We will be working with a dataset containing data in relation to forest fires that took place in Montesinho Park between January 2000 and December 2003. The dataset contains a wide spread of information pertaining to the environmental factors present when fires occurred, such as area burned,  the Duff Moisture code (DMC- measure of moisture/dryness of organic material at forest floor), Fine Fuel Moisture Code (FFMC- a measure of the moisture levels of grass and leaves in the park), temperature, relative humidity, wind etc.
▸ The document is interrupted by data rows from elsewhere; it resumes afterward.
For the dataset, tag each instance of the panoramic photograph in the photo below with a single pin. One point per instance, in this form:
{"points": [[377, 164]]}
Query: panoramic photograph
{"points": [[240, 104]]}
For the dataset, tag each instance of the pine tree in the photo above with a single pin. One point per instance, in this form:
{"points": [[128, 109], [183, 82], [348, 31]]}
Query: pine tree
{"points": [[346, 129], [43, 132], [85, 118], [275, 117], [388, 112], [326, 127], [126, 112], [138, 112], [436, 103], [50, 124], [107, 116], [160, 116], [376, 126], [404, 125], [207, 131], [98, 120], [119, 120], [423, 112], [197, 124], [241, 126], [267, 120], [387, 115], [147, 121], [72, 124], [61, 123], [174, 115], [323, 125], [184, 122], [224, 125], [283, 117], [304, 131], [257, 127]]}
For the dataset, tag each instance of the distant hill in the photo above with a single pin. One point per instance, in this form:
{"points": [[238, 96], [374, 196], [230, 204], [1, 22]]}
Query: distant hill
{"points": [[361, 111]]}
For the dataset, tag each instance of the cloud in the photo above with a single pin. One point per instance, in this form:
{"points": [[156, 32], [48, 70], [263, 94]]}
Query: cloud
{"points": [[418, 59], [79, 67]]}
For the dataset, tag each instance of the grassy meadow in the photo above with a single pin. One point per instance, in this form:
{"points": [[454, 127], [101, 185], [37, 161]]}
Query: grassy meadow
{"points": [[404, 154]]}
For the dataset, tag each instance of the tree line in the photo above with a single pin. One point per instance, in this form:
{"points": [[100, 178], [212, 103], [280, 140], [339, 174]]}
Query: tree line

Using data from these variables, we will be using the classification mode of the K- nearest neighbors function to to analyze and try to answer the question of “What is the relationship between the variables FFMC, DMC, DC, ISI, temperature, relative humidity, wind speed, and rainfall, and the extent of damage and area affected by forest fires within a specific geographic area?”

- Histograms
  - Data Distribution
    - Range (limits)
    - Trend (differences)
    - Variability (behaviour)
    - Outliers (outside of distribution)
    
<!-- -->

- Box plots
  - Which variable are useless and will not be a predictor
    - If variable does not change between class of fire
  - The mean of the variables between fire types
    - Understand the relationship between variable and fire size
    - How x variables affect the outcome of fire size
  - The mean of the variables
    - Understand the central tendency

# Expected outcomes and significance:

With our project, we expect to find what factors and conditions are linked to large wildfires, so that we can predict the size of a fire. These findings could help us get a deeper understanding of wildfires and could help with the prevention of future wildfires, thus potentially reducing their devastating impact on ecosystems and communities. In the future, we could ask if our findings could be used in other regions of the world outside of Montesinho Park. Do the relationships hold true in other types of forest or other climates? Also does the classification model using the 2000 to 2003 data still hold up when applied to more recent data from the Montesinho Park?